El paisaje digital de América Latina enfrenta un año desafiante. Mientras la tecnología avanza, también lo hacen las amenazas, exigiendo respuestas estratégicas para proteger la integridad de los datos.
1. El impacto de la IA Generativa
Si bien herramientas como ChatGPT permiten mejorar la detección de anomalías y patrones de ataque, los cibercriminales las utilizan para orquestar campañas de ingeniería social mucho más sofisticadas, imitando de manera convincente a usuarios y servicios legítimos.
2. Cibercrimen en apps de mensajería
Plataformas como Telegram se han convertido en un nuevo terreno para el intercambio de herramientas maliciosas, moviendo la actividad desde la Dark Web hacia aplicaciones de uso generalizado.

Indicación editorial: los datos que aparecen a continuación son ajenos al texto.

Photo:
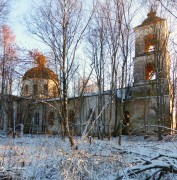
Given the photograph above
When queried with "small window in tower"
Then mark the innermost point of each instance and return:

El reto será equilibrar la seguridad con la privacidad y libertad individual.
3. Malware de “commodity” y espionaje
Se observa un aumento en el uso de troyanos de acceso remoto (RAT) para obtener información valiosa y beneficios económicos. Las empresas deben ir más allá de detectar amenazas conocidas y enfocarse en monitorear comportamientos sospechosos en sus sistemas.
4. Ataques a la cadena de suministro
Los atacantes ya no solo apuntan a grandes corporaciones, sino a eslabones críticos de la cadena, incluyendo proveedores más pequeños. Fortalecer la resiliencia en cada etapa es vital para salvaguardar operaciones en infraestructuras críticas.
5. Evolución de los troyanos bancarios
Los troyanos bancarios regionales siguen vigentes y evolucionan con técnicas de evasión más sofisticadas. La educación continua de los usuarios es la primera línea de defensa para identificar riesgos y reducir la efectividad de estos ataques.